My point is valid. The 97% figure came from a very small sample. Is it representative of climatologists in general? Heck, what even defines a climatologist anyway? Here, respondants were simply asked if they were climatologists; certainly few institutions are offering degrees in "climatology". What steps were taken to ensure a scientifically valid sample? What is the margin of error?
Actually, looking at the two questions that were asked:
1. When compared with pre-1800s levels, do you think that mean global temperatures have generally risen, fallen, or remained relatively constant?
I would say that they have risen.
2. Do you think human activity is a significant contributing factor in changing mean global temperatures?
Is human activity a significant contributing factor? Well, the question doesn't even specify AGW here, one could answer yes here with the idea that the urban heat effect significantly contributes to warming and would still be included in the consensus.
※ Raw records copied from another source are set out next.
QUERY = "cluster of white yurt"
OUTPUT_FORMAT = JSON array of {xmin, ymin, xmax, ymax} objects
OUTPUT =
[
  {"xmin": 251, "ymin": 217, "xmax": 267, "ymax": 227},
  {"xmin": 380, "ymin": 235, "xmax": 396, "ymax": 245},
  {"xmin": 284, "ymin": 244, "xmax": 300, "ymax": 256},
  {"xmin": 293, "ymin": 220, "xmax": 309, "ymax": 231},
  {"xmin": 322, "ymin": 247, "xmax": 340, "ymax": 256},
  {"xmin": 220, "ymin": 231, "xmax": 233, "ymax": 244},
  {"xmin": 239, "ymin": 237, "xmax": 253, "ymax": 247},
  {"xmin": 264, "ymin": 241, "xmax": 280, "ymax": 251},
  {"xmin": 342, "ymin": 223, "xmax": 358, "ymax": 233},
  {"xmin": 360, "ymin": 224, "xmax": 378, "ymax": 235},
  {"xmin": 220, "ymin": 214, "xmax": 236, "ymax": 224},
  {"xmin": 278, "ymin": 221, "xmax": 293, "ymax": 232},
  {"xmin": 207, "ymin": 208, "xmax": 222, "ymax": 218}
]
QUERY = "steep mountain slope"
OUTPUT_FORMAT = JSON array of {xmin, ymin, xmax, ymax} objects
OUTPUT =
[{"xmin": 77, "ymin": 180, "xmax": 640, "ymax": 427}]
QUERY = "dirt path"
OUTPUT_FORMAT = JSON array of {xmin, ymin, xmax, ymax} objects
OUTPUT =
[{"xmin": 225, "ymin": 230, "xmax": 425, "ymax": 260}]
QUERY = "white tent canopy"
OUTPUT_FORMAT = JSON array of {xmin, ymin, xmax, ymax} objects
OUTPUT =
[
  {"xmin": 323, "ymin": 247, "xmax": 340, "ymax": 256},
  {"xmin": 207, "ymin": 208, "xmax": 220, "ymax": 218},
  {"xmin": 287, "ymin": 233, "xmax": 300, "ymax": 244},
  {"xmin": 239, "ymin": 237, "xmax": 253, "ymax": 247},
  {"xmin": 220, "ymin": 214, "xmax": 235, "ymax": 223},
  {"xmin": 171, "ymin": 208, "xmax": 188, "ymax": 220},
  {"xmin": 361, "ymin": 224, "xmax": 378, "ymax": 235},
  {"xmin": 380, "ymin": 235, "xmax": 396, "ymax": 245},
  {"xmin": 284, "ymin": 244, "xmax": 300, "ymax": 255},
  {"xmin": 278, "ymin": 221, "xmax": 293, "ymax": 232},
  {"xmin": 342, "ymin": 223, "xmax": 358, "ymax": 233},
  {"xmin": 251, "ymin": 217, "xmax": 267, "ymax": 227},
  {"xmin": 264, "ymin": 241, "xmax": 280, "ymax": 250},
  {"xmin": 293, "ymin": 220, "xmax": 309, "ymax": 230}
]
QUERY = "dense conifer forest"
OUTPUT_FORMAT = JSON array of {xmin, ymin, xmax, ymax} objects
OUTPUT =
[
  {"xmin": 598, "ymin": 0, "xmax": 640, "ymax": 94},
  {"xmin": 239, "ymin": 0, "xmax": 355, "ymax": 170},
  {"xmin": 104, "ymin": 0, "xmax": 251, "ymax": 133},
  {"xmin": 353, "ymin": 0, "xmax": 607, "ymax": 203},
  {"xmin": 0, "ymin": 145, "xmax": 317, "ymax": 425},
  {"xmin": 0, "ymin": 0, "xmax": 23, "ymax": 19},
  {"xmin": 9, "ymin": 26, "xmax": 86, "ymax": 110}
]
My personal view is that human activity could contribute as much as half of observed and recent warming, and I guess that sounds significant, so I would probably answer yes there too.
Does this mean I am part of the consensus? If so, I can tell you that not everyone in the consensus fully supports all of the hypotheses concerning feedbacks and future warming, future predictions and consequences, etc. In short while I agree with some of the tenets of AGWT, I think that to say that I "support" the theory is a bit misleading.
The results? It is shown in this experiment, that Cosmic Rays do in fact produce aerosoles when interacting with particles of air. In fact, those aerosoles are the "seedlings" for Cloud Formations. Cosmic Rays are the main driver of GCC, and play a significant role in the Global Climate System.
But the all powerful sun is what is driving the Cosmic Rays.
Not only does the sun drive the Cosmic Rays, which drives GCC, but it's Sunspot number also has a huge influence on the Climate, making the Sun one of the most dominant natural players in Climate Change.
I was wondering where in the link the prediction was. I didn't see the graph at first; I'm not sure if you added it after the initial post or it just didn't load right away.
Clearly, you must think that whatever science work he did for them would have to be skewed in the direction that Ford is good, yes?